Question

a car starting from rest attains a velocity of 60km/h in 1min.calculate :1)its average velocity 2)acceleration 3)distance travelled in first 1min

Answer 1

2. v=60km/h
60*5/18 =16.66m/s
u=0
t = 1*60=60s
v=u +at
16.66= 0+a*60
16.66/60=a
0.277m/s square
3 s= ut+at^2
s= 0*60+0.277*60^2
0+ 997.2
s= 997.2

Answer 2

Answer:

The average velocity is 8.33 m/s, the acceleration is 0.278 m/s² and the distance traveled in first 1 min is 999.6 m.

Explanation:

Given that,

Velocity v = 60 =16.66 m/s

Time t = 1 min = 60 sec

(I).

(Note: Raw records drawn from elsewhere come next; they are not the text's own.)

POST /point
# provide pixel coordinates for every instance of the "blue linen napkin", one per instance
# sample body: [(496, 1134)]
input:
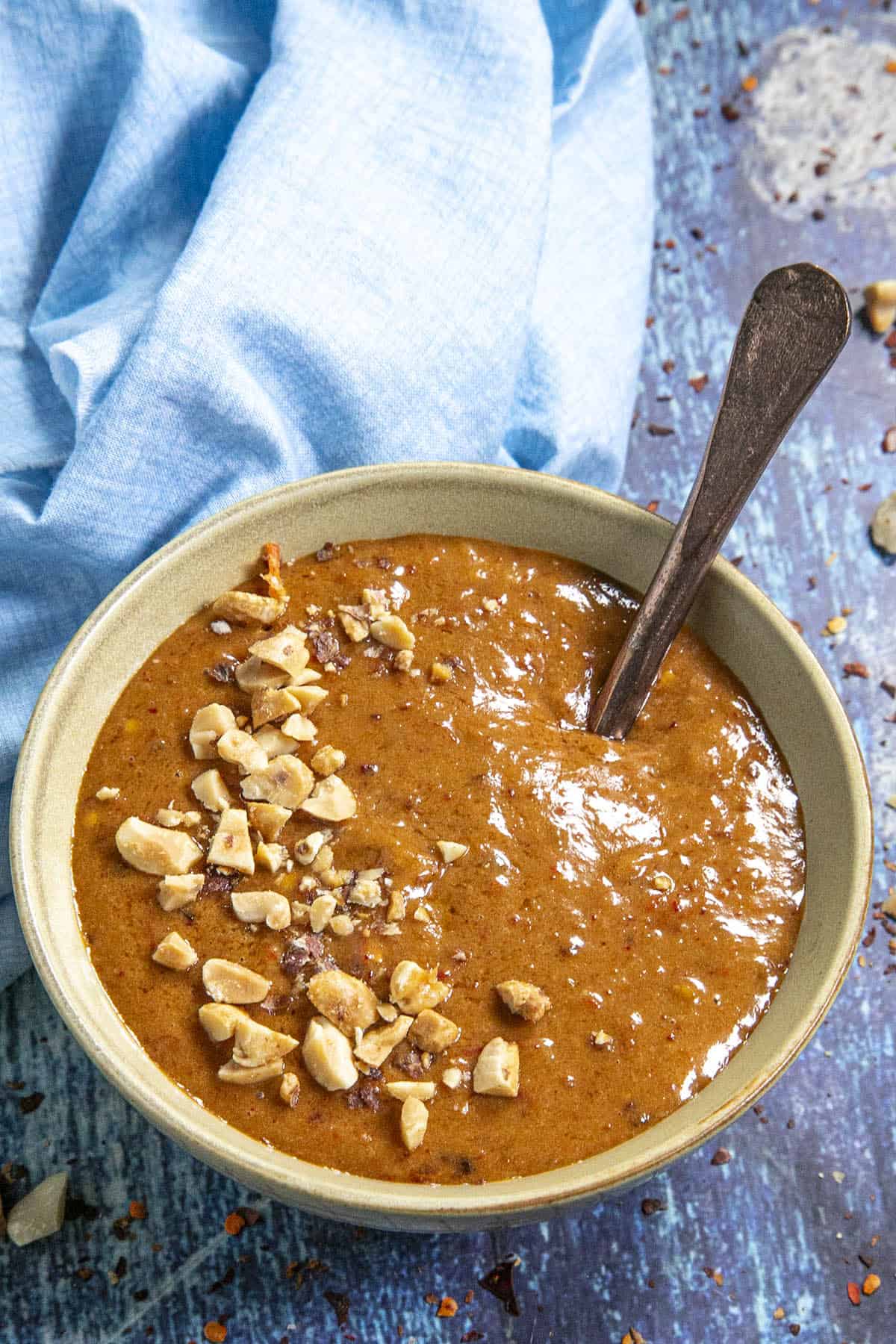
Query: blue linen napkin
[(242, 242)]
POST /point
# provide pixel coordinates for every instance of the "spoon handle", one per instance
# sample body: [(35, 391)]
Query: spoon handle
[(794, 329)]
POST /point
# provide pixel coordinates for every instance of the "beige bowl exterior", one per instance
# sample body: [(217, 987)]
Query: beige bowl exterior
[(517, 507)]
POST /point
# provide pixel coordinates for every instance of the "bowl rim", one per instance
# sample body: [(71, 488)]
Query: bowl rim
[(328, 1189)]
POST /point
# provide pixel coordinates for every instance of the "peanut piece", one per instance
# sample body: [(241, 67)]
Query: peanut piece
[(285, 781), (228, 983), (156, 850), (328, 759), (413, 988), (346, 1001), (331, 800), (269, 907), (175, 953), (391, 631), (415, 1117), (328, 1055), (433, 1033), (497, 1068), (231, 847), (207, 726), (524, 999), (211, 791), (178, 892)]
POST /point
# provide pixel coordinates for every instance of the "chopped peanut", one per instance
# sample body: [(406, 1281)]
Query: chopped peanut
[(347, 1001), (423, 1092), (328, 759), (452, 850), (331, 800), (289, 1089), (308, 848), (497, 1068), (433, 1033), (273, 742), (231, 847), (321, 912), (211, 791), (414, 1121), (523, 999), (254, 675), (379, 1042), (393, 632), (228, 983), (176, 892), (270, 856), (355, 628), (285, 781), (285, 650), (240, 749), (299, 729), (156, 850), (413, 988), (171, 818), (207, 726), (267, 907), (175, 953), (267, 819), (328, 1055)]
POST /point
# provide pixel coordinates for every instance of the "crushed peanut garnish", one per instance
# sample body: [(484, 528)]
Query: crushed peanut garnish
[(414, 1121), (524, 999), (175, 953)]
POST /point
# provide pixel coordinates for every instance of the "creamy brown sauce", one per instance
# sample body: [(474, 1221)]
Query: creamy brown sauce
[(650, 887)]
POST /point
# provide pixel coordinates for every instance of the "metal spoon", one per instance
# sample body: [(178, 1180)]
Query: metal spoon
[(794, 329)]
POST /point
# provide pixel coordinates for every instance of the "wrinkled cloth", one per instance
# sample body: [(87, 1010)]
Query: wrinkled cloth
[(243, 242)]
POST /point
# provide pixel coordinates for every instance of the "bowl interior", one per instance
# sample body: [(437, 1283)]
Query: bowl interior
[(750, 635)]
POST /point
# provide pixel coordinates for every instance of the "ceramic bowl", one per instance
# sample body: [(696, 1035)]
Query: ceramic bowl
[(517, 507)]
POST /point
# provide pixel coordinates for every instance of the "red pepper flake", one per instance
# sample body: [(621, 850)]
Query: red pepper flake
[(499, 1281), (340, 1303)]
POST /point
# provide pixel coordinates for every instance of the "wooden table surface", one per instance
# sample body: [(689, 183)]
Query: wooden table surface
[(806, 1192)]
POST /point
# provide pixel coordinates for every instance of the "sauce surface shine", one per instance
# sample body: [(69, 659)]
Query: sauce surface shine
[(650, 889)]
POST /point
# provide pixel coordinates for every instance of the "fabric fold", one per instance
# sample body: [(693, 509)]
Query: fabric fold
[(252, 245)]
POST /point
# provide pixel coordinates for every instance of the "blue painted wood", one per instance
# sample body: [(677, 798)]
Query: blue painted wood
[(775, 1222)]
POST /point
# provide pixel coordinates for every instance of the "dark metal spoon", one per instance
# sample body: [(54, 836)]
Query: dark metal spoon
[(794, 329)]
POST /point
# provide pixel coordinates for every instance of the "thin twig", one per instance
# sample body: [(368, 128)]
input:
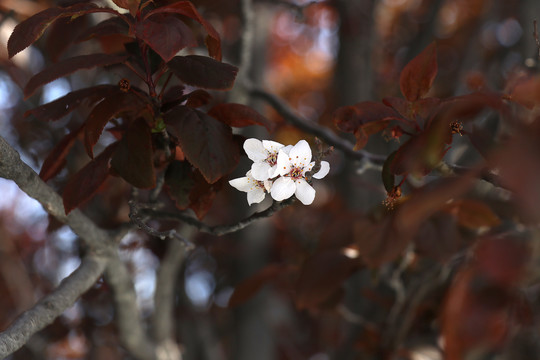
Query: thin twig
[(536, 38), (313, 128), (136, 218), (217, 230)]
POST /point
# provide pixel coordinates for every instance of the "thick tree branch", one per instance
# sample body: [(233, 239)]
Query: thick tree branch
[(52, 305), (163, 323), (99, 242), (132, 333), (313, 128), (13, 168)]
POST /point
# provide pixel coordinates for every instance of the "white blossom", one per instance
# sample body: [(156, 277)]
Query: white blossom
[(292, 168), (264, 156), (256, 190)]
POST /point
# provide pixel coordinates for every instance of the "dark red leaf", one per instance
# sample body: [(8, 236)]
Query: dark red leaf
[(131, 5), (418, 75), (202, 195), (473, 214), (165, 34), (198, 98), (56, 160), (238, 115), (418, 111), (179, 183), (439, 238), (206, 142), (112, 26), (104, 111), (61, 107), (186, 8), (132, 159), (420, 154), (28, 31), (527, 92), (69, 66), (387, 177), (203, 72), (349, 118), (322, 275), (381, 241), (250, 286), (86, 182), (63, 33)]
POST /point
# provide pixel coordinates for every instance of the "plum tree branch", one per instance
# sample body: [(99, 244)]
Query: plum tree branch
[(52, 305), (101, 245), (313, 128), (217, 230)]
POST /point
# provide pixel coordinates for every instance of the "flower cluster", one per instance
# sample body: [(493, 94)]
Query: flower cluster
[(278, 170)]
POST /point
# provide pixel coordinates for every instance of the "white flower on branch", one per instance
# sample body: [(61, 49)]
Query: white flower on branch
[(292, 168), (256, 190), (264, 156)]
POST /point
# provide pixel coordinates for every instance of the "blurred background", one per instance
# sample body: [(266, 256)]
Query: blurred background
[(300, 296)]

The average velocity is

$v_{av}=\dfrac{v_{i}+v_{f}}{2}$

$v_{av}=\dfrac{0+16.66}{2}$

$v_{av}=8.33\ m/s$

(2). The acceleration is

Using equation of motion

$v = u+at$

$a =\dfrac{v-u}{t}$

$a=\dfrac{16.66}{60}$

$a = 0.278\ m/s^2$

(3). The distance traveled in first 1 mint

Using the distance formula

$d = v\times t$

$d = 16.66\times60$

$d =999.6\ m$

Hence, The average velocity is 8.33 m/s, the acceleration is 0.278 m/s² and the distance traveled in first 1 min is 999.6 m.